İstanbul'da bebek acil hastalarını önceden anlaştıkları özel hastanelerin yenidoğan ünitelerine sevk edip ölümlerine neden oldukları ve haksız kazanç sağladıkları öne sürülen 16'sı tutuklu 57 sanığın yargılandığı “Yenidoğan Çetesi” davasında 6’ncı duruşma 6 Eylül'de yapıldı.
Bakırköy 22. Ağır Ceza Mahkemesi’nde görülen ve 57 sanığın yargılandığı davada Mahkeme heyeti ara kararla 3 hemşirenin tahliyesine, 13 tutuklu sanığın tutukluluk halinin devamına karar verdi. Duruşma 23 Aralık 2025’e bırakıldı.
Bir yandan dava süreci devam ederken diğer yandan kapatılan hastanelerin de ihale süreci başladı.
Soruşturmayla birlikte Büyükçekmece 1. Sulh Ceza Hâkimliği kararıyla 13 hastane ve 3 şirkette Tasarruf Mevduatı Sigorta Fonu (TMSF) kayyım olarak görevlendirildi.
Bu süreçte dosyada adı geçen Özel Avcılar Hospital, Özel TRG Hospitalist Hastanesi, Özel Birinci Hastanesi, Özel Güney Hastanesi, Özel Bağcılar Medilife Hastanesi, Özel Beylikdüzü Medilife Hastanesi, Özel Reyap İstanbul Hastanesi, Özel Şafak Hastanesi Bağcılar, Özel Çorlu Reyap Hastanesi ve Özel Silivri Kolan Hospital'ın ruhsatları iptal edildi
Değer 768 milyondan 600 milyon liraya düştü
TMSF daha önce satışa çıkardığı ve satış sürecini uzattığı eski Sağlık Bakanı Mehmet Müezzinoğlu’nun kapatılan hastanesi Avcılar Hospital’ı kapalı zarf ve açık artırma usulleriyle yeniden satışa çıkardı.
25 Mayıs’ta muhammen bedel ( eksper raporuyla belirlenen yaklaşık piyasa değeri) 768 milyon 100 bin lira olarak belirlendi. Alıcı bulamayan hastane tekrar ihaleye çıktı. Bu defa Avcılar Hospital Hastanesi ve İktisadi Bütünlüğü’nün muhammen bedeli 600 milyon liraya indi.

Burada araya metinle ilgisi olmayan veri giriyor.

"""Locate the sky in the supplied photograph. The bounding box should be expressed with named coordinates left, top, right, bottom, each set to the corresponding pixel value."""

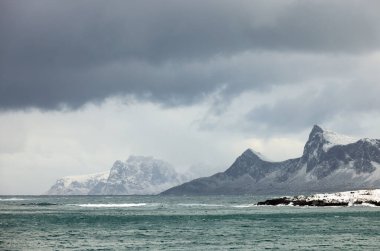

left=0, top=0, right=380, bottom=194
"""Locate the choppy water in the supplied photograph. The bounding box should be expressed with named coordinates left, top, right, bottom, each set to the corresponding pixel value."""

left=0, top=196, right=380, bottom=250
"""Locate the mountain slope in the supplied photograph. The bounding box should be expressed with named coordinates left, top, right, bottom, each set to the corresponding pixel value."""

left=47, top=156, right=189, bottom=195
left=162, top=125, right=380, bottom=195
left=46, top=172, right=109, bottom=195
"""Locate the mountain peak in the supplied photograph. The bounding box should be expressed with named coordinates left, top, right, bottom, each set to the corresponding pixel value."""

left=310, top=125, right=324, bottom=136
left=241, top=148, right=268, bottom=161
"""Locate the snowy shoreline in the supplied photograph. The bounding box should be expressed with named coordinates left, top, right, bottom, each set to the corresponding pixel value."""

left=257, top=189, right=380, bottom=207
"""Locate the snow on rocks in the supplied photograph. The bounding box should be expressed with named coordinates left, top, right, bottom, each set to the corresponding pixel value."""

left=257, top=189, right=380, bottom=206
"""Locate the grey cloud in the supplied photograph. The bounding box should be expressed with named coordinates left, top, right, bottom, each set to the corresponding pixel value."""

left=0, top=1, right=380, bottom=109
left=246, top=82, right=380, bottom=133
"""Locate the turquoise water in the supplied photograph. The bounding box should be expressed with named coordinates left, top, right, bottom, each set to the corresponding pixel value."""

left=0, top=196, right=380, bottom=250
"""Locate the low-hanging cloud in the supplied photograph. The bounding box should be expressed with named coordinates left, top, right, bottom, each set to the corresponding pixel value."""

left=0, top=0, right=380, bottom=109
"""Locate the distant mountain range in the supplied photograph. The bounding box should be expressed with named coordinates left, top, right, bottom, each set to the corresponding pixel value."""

left=47, top=156, right=190, bottom=195
left=162, top=125, right=380, bottom=195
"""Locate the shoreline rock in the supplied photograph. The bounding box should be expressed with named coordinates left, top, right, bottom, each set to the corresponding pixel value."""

left=257, top=189, right=380, bottom=207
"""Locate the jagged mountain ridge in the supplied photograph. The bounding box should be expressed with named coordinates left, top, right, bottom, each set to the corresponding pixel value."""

left=47, top=156, right=189, bottom=195
left=162, top=125, right=380, bottom=195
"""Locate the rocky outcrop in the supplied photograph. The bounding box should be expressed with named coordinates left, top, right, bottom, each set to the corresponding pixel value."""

left=163, top=125, right=380, bottom=195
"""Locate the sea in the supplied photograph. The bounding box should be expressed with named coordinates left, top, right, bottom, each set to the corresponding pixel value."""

left=0, top=196, right=380, bottom=250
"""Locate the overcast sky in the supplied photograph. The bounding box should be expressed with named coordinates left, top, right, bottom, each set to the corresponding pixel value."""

left=0, top=0, right=380, bottom=194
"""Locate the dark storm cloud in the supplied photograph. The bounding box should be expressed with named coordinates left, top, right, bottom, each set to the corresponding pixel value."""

left=0, top=1, right=380, bottom=109
left=247, top=82, right=380, bottom=132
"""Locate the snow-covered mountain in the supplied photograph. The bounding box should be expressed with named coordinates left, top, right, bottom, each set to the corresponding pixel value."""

left=47, top=156, right=189, bottom=195
left=46, top=172, right=109, bottom=195
left=163, top=125, right=380, bottom=194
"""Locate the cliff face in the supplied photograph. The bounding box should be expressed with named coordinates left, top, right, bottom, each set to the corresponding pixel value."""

left=163, top=125, right=380, bottom=195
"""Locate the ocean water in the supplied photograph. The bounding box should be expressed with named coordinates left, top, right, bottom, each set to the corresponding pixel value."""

left=0, top=196, right=380, bottom=250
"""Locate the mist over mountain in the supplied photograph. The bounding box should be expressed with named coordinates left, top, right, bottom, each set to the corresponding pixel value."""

left=162, top=125, right=380, bottom=195
left=47, top=156, right=192, bottom=195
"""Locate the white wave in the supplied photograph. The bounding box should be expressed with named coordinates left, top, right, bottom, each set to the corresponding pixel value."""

left=0, top=198, right=27, bottom=201
left=177, top=203, right=224, bottom=207
left=231, top=204, right=256, bottom=208
left=72, top=203, right=147, bottom=208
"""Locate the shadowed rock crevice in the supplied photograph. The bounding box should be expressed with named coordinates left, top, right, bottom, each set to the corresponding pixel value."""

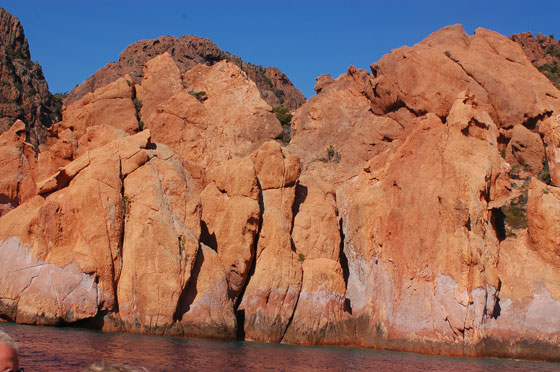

left=173, top=249, right=204, bottom=322
left=230, top=182, right=264, bottom=341
left=490, top=208, right=506, bottom=241
left=522, top=111, right=552, bottom=130
left=339, top=217, right=350, bottom=292
left=200, top=220, right=218, bottom=252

İhaleye katılmak için sunulması gereken teminat tutarı 60 milyon lira olarak belirlenirken, son katılım tarihi dün (16 Eylül) son buldu. İhale bugün gerçekleştirilecek.
“Zincir hastaneler küçük kurumları yutacak”
Hastaneyi kimin alacağı merak konusu olurken Türk Tabipleri Birliği (TTB) Merkez Konseyi Başkanı Prof. Dr. Alpay Azap uyarıda bulundu.
Prof. Dr. Azap, “Yenidoğan Çetesi” soruşturmasının sağlık sisteminin iyileştirilmesi için fırsat sunduğunu ancak, istenilen reformların yapılmadığını dile getirdi. Sağlık alanında ticarileşme olduğunu vurgulayan Prof. Dr. Azap, kamu hastanelerinin gerekli kapasiteye ulaşarak nitelikli hizmet sunmasının önemine vurgu yaptı.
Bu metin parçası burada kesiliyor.